The CDC has some recommendations that will help protect you and your family from spreading or contracting this wretched illness. “Make sure anyone who swims in your pool follows some simple guidelines.
“Anyone who is experiencing diarrhea or has been sick in other ways should not swim. You should have people take a shower or at least rinse off before they swim. Also, have kids take frequent bathroom breaks to reduce the risk of accidents. That goes for babies as well; those swim diapers aren’t foolproof.”
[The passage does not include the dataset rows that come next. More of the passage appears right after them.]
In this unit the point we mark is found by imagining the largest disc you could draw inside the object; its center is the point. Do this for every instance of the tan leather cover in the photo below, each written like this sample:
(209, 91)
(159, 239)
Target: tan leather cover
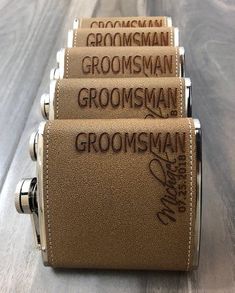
(119, 98)
(163, 36)
(97, 62)
(115, 202)
(135, 21)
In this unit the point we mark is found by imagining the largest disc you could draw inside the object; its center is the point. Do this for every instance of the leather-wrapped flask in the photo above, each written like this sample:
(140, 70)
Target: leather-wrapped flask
(123, 37)
(118, 98)
(116, 194)
(117, 62)
(119, 22)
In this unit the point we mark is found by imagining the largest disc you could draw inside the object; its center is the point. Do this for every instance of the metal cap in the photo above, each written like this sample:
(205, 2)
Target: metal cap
(45, 105)
(33, 142)
(25, 196)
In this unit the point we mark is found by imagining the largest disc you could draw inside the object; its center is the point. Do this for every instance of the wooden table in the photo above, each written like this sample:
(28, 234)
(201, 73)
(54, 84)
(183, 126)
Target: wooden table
(31, 32)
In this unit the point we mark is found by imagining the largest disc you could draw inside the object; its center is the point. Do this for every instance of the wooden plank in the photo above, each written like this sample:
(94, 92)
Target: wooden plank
(207, 32)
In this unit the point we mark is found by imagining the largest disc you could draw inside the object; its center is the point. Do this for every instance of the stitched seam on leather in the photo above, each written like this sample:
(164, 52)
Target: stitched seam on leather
(47, 197)
(67, 63)
(176, 61)
(75, 39)
(57, 99)
(171, 37)
(181, 98)
(191, 195)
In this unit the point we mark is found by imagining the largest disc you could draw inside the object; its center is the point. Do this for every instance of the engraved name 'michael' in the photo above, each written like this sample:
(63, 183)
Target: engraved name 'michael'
(128, 39)
(154, 65)
(127, 23)
(130, 142)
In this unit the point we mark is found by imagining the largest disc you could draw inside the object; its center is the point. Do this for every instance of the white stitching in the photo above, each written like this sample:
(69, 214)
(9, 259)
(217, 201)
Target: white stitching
(67, 64)
(57, 99)
(47, 197)
(75, 39)
(181, 98)
(191, 196)
(176, 61)
(172, 37)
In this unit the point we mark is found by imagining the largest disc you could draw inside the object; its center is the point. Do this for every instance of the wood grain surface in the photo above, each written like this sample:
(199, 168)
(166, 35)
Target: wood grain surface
(31, 32)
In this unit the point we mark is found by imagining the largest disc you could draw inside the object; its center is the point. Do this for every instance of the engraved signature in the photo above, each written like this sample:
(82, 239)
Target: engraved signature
(164, 171)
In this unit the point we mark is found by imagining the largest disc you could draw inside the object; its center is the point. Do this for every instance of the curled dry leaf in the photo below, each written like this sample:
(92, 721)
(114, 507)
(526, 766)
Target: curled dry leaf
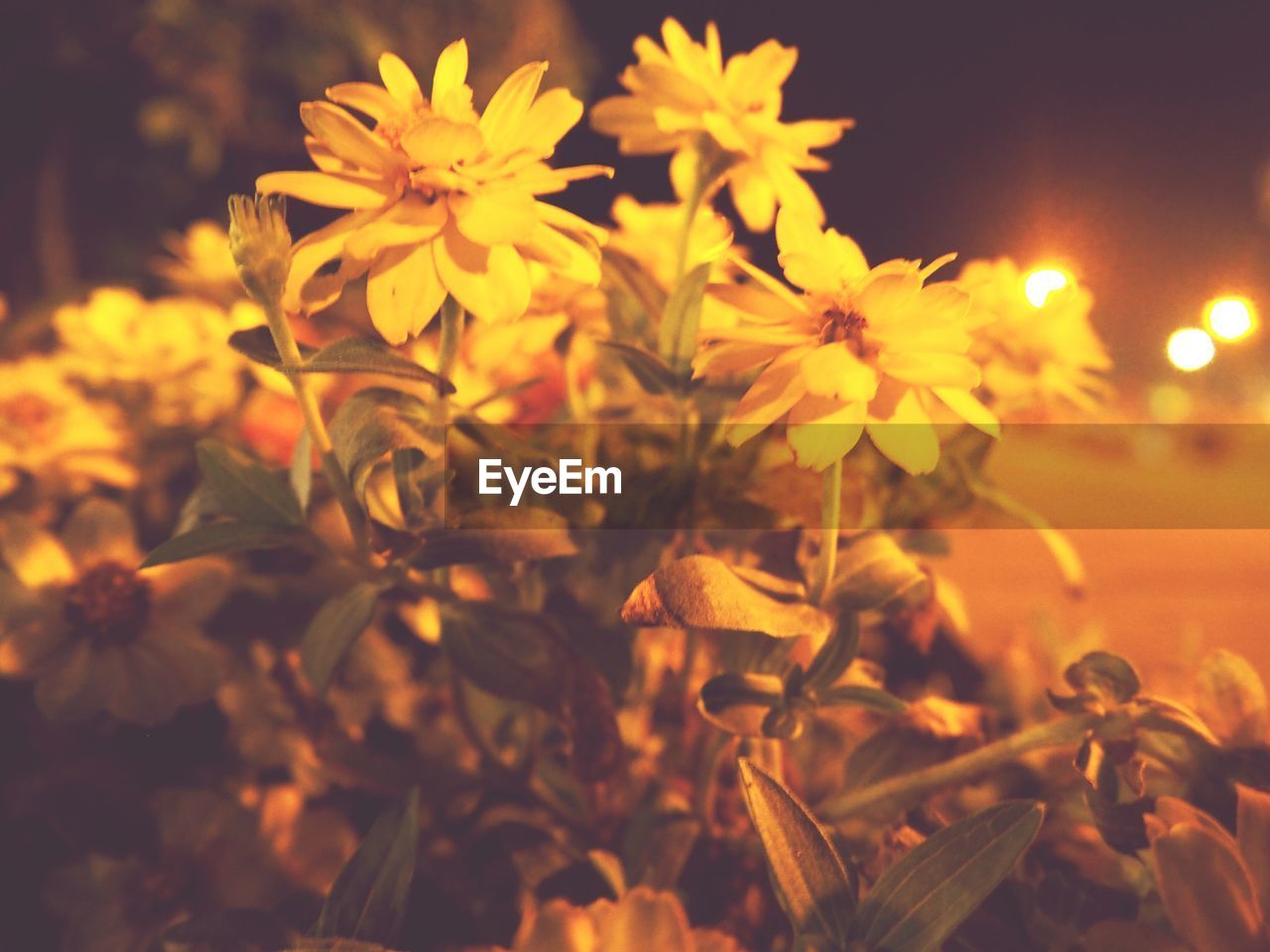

If someone becomes sick, a doctor can find out if it’s Crypto. If it is, the pool will be notified and immediate action must be taken, including closing down the pool and super-chlorinating the water.
This involves raising the amount of disinfectant to extremely high levels for several hours - It is unsafe for swimmers to be in the water during this process - then lowering them to a normal level. The whole process can take up to 24 hours.
One final warning from the CDC: If you have been diagnosed with Cryptosporidium, you need to wait at least two weeks before using the pool again - to prevent spreading the illness to others.
Please be diligent about observing these guidelines. After all, everyone’s health is at stake. If you suspect you have been sickened from Crypto after swimming in a pool, see you doctor right away for an accurate diagnosis and proper treatment.
If everyone works together, we can keep our wonderfully refreshing swimming pools safe, clean, and the best place in town on a hot summer day!!